Superior National Forest Riparian Restoration
About the Superior National Forest Riparian ReLeaf Project:
American Forests and the U.S. Forest Service are reforesting 12 acres of Superior National Forest with white pine, white spruce and potentially other conifer species, to preserve wildlife habitat for fish and other wildlife.
Global ReLeaf provides forests like this — and the communities that depend on them — with the restoration they need to thrive. Since 1990, American Forests has brought ReLeaf to forests in all 50 states and 45 countries, planting more than 45 million trees in the process.

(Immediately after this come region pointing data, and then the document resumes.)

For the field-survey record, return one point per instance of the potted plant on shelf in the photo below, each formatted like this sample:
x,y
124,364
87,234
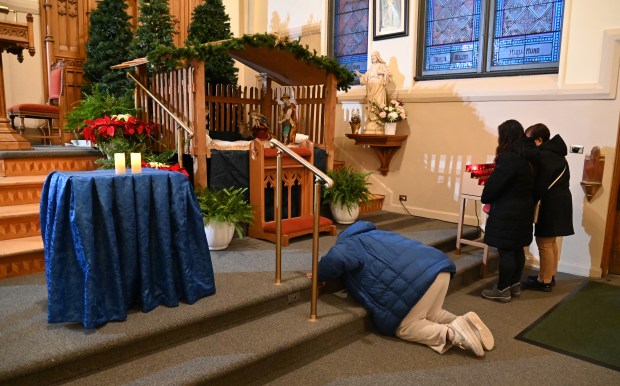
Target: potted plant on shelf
x,y
349,190
389,114
224,212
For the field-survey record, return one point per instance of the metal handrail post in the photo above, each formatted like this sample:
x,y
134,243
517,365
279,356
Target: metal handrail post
x,y
315,249
319,178
278,214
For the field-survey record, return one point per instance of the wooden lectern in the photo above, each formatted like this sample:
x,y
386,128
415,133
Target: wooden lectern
x,y
14,39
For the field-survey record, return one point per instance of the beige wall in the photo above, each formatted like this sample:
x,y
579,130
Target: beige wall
x,y
452,123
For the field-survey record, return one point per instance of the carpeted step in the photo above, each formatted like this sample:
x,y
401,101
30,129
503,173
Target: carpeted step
x,y
246,353
42,353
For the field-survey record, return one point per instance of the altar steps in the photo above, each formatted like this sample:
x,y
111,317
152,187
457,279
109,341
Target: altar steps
x,y
22,174
249,332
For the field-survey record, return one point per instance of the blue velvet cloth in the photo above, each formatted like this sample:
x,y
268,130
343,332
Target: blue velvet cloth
x,y
113,241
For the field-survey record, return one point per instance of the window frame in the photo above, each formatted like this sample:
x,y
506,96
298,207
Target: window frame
x,y
486,37
331,46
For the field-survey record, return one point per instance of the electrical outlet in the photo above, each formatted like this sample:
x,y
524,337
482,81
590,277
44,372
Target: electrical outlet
x,y
576,149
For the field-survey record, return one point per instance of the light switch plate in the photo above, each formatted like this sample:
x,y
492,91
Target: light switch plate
x,y
576,149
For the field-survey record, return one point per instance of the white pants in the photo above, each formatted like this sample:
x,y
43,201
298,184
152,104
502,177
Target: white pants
x,y
427,322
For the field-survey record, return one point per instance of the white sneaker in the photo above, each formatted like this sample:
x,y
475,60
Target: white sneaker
x,y
465,337
483,332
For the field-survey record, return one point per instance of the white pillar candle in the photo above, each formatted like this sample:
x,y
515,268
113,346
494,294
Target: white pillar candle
x,y
119,163
136,163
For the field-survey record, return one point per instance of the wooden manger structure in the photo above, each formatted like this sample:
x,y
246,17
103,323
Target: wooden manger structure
x,y
204,108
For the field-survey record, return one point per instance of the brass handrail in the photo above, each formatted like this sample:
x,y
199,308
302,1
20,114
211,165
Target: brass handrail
x,y
178,120
318,177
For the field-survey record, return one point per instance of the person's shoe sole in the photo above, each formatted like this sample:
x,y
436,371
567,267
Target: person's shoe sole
x,y
502,299
535,277
485,335
468,333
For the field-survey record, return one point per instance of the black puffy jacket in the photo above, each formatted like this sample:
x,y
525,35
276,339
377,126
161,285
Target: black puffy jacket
x,y
556,208
509,190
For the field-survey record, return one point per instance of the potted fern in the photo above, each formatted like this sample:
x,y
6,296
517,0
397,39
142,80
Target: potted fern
x,y
349,190
224,212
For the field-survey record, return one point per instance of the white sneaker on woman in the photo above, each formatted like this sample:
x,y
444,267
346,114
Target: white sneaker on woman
x,y
483,332
465,337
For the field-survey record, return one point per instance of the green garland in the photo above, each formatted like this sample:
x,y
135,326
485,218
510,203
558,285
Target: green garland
x,y
167,58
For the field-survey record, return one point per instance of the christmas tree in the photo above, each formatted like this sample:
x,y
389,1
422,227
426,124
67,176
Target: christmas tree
x,y
109,38
210,23
155,27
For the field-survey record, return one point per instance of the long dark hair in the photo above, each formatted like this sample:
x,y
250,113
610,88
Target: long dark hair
x,y
510,138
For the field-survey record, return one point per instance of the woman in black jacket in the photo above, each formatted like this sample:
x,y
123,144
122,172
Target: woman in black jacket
x,y
509,191
555,218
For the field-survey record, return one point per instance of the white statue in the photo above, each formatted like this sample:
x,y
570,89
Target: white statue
x,y
375,79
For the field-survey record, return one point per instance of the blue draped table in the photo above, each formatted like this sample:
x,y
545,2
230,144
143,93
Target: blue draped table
x,y
113,241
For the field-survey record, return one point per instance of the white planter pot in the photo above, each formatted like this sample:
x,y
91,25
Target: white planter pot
x,y
389,128
342,215
219,234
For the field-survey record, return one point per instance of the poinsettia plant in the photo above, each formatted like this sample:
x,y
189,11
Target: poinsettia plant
x,y
120,132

Superior National Forest in Minnesota
Key ReLeaf Activities:
- Planting 6,000 trees across 12 acres
- Restoring habitat for wildlife
Why This ReLeaf Project?
This site will be fill-in planted to improve diversity and stand structure along West Split Rock River. Planting this site will increase the amount of long-lived conifers, improving water quality conditions for fish habitat in this river. The unit would require post-planting activities, which would involve the protection of the planted white pine trees from deer browse. Without animal damage control, the survival rate of the seedlings can be minimal. It is estimated that 2,000 white pine seedlings would need animal browse protection on this site.
Trout serve as a source of food to species such as eagles and bears, as well as food and recreation source to fishermen. In the Lake Superior area, trout are hunted by ospreys and bald eagles, both considered endangered species. This makes trout protection, and the protection of their habitat in streams, a matter of importance to the protection of these birds of prey. As the Endangered Species Act states, protecting a threatened species’ entire habitat is crucial to protecting that individual species.